Le médicament au-delà du soin

À propos de : Alice Desclaux, Marc Egrot, Anthropologie du médicament au Sud. La pharmaceuticalisation à ses marges, L’Harmattan


par Dolorès Pourette , le 12 juin 2015


La circulation des médicaments déborde de leurs objectifs thérapeutiques premiers et des réglementations qui les encadrent. Un ouvrage collectif analyse ces usages détournés et montre que ceux-ci révèlent, au-delà des insuffisances des systèmes de santé, les représentations variables de la santé et de la vie.

Alice Desclaux, Marc Egrot, Anthropologie du médicament au Sud. La pharmaceuticalisation à ses marges, Paris, L’Harmattan, Collection Anthropologies et Médecines, 2015. 282 p., 29 €.

Le médicament est un objet complexe et « bon à penser ». Ses définitions relèvent de différents registres – médical, pharmacologique, juridique, commercial – et ses usages et significations sont multiples et varient en fonction des contextes sociaux.

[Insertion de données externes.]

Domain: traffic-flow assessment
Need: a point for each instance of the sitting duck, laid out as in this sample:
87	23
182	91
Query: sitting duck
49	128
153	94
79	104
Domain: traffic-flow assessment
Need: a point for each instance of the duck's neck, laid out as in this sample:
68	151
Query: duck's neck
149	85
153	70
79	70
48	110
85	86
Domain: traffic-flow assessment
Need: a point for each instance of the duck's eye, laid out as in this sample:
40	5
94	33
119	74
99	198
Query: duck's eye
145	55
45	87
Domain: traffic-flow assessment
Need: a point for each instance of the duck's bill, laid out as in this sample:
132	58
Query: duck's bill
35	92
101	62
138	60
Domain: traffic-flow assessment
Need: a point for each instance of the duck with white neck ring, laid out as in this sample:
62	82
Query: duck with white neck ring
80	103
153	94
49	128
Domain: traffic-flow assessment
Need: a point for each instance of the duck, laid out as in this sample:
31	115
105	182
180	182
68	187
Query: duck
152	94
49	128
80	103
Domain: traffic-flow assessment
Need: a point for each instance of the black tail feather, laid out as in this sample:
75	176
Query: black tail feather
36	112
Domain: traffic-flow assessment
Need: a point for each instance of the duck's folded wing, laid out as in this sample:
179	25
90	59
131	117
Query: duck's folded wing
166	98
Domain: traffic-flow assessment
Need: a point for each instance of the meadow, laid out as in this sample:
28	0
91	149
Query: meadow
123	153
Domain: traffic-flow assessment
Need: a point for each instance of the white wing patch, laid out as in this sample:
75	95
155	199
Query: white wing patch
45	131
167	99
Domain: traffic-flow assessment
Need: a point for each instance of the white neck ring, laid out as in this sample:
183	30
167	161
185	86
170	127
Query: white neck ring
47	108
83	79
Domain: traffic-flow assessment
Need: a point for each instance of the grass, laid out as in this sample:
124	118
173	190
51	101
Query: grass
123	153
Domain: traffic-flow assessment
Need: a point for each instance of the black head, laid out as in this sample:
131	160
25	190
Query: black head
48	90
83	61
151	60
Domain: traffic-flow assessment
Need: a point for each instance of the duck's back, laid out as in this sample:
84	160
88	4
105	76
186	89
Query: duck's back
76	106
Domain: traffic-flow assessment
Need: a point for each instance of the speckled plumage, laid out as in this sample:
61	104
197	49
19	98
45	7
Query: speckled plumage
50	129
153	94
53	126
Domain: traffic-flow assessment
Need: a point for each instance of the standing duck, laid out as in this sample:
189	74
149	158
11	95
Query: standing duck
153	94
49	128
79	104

L’anthropologie du médicament s’est notamment intéressée aux perceptions et constructions culturelles de l’efficacité et des effets indésirables du médicament, aux usages des médicaments détournés de leurs indications médicales initiales, aux processus de circulation et de transaction des médicaments, etc.

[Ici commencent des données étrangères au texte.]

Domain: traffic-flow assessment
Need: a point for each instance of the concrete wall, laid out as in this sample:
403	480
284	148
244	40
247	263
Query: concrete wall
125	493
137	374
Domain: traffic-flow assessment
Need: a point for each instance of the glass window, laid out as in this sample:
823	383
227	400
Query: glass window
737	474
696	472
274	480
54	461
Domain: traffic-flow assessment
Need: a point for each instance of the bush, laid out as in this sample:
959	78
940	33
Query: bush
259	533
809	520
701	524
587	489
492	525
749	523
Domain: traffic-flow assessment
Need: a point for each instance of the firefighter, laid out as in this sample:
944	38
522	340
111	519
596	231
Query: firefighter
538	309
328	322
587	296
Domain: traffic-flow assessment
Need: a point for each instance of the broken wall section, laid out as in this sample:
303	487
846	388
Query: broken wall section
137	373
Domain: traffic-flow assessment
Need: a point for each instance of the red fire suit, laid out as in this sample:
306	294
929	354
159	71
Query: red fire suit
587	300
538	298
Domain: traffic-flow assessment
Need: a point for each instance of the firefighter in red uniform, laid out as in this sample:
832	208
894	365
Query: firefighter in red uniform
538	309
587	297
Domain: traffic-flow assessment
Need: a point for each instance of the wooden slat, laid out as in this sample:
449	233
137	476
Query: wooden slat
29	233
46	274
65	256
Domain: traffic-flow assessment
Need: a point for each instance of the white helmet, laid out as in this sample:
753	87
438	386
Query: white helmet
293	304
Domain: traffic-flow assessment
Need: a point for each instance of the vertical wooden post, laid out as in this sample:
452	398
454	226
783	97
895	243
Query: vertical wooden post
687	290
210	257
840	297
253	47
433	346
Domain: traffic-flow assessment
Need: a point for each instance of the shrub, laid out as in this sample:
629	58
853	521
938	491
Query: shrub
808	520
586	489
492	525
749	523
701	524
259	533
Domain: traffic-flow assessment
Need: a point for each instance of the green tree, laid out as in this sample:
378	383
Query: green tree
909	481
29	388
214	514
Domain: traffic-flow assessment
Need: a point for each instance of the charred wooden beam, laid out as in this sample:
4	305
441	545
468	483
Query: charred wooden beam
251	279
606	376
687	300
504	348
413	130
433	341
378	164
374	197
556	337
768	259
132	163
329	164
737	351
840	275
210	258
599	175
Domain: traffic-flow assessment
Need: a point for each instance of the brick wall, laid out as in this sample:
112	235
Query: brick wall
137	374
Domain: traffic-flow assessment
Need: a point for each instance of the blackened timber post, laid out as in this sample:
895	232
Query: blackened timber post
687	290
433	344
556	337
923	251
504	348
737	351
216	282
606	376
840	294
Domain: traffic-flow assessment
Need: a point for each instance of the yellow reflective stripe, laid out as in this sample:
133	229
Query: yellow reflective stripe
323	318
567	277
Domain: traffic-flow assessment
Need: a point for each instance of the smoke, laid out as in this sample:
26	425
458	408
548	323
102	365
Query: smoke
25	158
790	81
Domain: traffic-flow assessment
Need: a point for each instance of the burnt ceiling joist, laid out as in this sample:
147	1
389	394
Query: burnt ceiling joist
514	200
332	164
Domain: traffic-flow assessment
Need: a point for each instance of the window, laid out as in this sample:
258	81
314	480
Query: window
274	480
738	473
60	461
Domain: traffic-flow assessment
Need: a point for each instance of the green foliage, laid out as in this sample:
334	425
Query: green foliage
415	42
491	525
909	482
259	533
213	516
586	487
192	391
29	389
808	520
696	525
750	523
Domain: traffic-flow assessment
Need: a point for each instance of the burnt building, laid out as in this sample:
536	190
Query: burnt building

Cet ouvrage dirigé par A. Desclaux et M. Egrot, tous deux anthropologues et médecins, poursuit ces riches réflexions en se centrant sur l’analyse du processus de « pharmaceuticalisation » dans les pays du Sud, la pharmaceuticalisation désignant le phénomène de diffusion et de profusion des médicaments échappant en partie au contrôle médical – d’où l’usage de ce terme plutôt que celui de « médicalisation ». Dans des pays où l’accès aux soins est restreint, où les inégalités de santé sont marquées et où les médicaments essentiels sont insuffisants ou absents, on observe une augmentation des volumes de médicaments en circulation. Comment se développent les usages de ces médicaments ? Quelles sont les valeurs et les significations qui leur sont attribuées ? Qu’est-ce que l’étude de la pharmaceuticalisation révèle des enjeux politiques et économiques liés à la santé ?

Les chapitres réunis dans cet ouvrage mettent en évidence, à partir d’études empiriques, la variété des représentations, usages et significations donnés aux médicaments selon les contextes sociaux et culturels, les logiques individuelles et sociales qui président au recours au médicament et à ses modalités d’usages et de circulation, et les multiples enjeux commerciaux, financiers, politiques qui interagissent avec les législations relatives aux médicaments et à leur circulation au niveau local et global.

L’ouvrage aborde la pharmaceuticalisation au Sud par ses marges, la marge du paiement, celle de l’approvisionnement formel, la marge du thérapeutique, et celle du médical.

À la marge du paiement

La première partie de l’ouvrage traite d’une question fondamentale en anthropologie : la question du don. Le don de médicament est appréhendé à partir des politiques de gratuité des traitements et à partir du don interpersonnel.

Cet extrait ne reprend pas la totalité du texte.